Hip-replacement surgery, in general, involves replacing the cartilage with an artificial liner and replacing the top of the thigh bone. The new top has a stem, which is anchored into the thigh bone. It takes time for the bone to adhere to the new part.
For orthopedic surgeons, accessing the joint is like charting a course to a snowy peak – there are various routes, all carrying risks and rewards. Part of the challenge is navigating the formidable terrain of muscles and soft tissue, including the thick hip joint capsule, with as little disruption as possible.
One widely used, time-tested procedure, called the “posterior approach” because of the point of entry, compels a couple of months of limits on movement postoperatively, while the muscles and soft tissue heal. Newer surgeries, broadly referred to as “minimally invasive,” have reduced or eliminated those restrictions, meaning less chance of complications, less time in the hospital and faster healing. According to Drinker, all surgeries, even the posterior one, are less invasive than in the past, and have the same end result – a sturdy hip free from arthritis pain, that can last for more than 20 years.

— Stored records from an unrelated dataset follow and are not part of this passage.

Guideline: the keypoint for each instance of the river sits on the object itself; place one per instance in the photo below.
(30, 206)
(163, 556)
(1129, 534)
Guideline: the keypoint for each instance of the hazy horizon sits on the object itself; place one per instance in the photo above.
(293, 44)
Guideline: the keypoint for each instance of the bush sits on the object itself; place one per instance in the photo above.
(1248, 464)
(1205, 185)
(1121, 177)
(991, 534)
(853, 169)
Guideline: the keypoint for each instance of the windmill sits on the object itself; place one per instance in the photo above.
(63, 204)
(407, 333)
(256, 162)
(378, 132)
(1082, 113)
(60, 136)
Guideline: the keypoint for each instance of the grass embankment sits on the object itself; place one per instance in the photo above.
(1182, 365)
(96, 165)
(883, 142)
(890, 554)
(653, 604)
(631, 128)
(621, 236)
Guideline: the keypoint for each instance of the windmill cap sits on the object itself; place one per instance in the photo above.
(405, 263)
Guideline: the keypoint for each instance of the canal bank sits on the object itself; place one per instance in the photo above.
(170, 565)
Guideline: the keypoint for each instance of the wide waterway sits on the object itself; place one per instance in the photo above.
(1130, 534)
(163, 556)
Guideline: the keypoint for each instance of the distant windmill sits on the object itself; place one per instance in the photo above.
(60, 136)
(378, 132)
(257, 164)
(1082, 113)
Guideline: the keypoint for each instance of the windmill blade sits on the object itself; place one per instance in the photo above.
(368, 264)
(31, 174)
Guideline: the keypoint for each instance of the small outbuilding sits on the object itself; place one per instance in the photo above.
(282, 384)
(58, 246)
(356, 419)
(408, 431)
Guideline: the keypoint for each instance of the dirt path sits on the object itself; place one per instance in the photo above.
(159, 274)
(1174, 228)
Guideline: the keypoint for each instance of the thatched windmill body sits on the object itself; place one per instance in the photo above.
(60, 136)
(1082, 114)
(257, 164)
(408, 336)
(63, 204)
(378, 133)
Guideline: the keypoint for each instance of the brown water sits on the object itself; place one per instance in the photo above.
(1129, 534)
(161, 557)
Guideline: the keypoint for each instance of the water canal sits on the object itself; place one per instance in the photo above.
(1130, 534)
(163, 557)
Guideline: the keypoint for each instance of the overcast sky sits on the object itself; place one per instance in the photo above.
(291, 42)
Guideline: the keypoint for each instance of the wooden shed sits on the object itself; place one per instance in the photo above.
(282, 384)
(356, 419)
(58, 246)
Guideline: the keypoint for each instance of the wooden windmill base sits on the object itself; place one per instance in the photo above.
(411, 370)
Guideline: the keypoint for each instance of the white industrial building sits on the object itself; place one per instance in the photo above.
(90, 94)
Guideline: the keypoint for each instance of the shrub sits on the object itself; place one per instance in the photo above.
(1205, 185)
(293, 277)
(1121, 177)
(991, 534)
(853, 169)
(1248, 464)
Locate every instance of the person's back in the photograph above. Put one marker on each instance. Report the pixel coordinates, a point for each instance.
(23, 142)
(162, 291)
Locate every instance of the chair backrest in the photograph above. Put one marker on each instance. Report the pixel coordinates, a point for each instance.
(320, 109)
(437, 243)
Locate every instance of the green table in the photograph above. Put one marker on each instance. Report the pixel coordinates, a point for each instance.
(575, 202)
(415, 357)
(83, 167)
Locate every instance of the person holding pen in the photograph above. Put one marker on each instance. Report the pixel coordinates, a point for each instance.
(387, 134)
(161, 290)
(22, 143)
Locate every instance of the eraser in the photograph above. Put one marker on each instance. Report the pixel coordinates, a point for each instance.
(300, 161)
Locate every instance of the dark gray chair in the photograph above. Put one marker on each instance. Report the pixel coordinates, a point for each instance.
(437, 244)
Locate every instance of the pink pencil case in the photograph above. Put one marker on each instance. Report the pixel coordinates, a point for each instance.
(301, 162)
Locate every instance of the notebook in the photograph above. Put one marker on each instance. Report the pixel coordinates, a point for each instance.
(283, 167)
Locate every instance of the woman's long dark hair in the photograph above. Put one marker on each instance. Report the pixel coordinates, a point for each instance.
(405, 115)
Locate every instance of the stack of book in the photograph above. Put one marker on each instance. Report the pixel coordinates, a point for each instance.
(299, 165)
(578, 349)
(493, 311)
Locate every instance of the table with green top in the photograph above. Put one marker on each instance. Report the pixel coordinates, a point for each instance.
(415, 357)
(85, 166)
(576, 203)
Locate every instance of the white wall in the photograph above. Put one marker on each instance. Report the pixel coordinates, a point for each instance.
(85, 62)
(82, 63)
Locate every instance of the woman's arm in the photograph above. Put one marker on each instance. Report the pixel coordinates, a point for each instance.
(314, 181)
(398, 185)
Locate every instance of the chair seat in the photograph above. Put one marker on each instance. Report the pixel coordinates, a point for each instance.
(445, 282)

For those who have hip replacement, “it is life-changing,” Drinker said.
Drinker works at Hampshire Orthopedics & Sports Medicine Inc., in Hatfield. He also is medical director of Cooley Dickinson Hospital’s joint replacement center. Drinker and Dr. Robert Krushell of New England Orthopedic Surgeons in Springfield use versions of the posterior approach. Krushell calls his a “mini-posterior that creates relatively little disruption of tissues around the hip. It doesn’t compromise muscle strength.”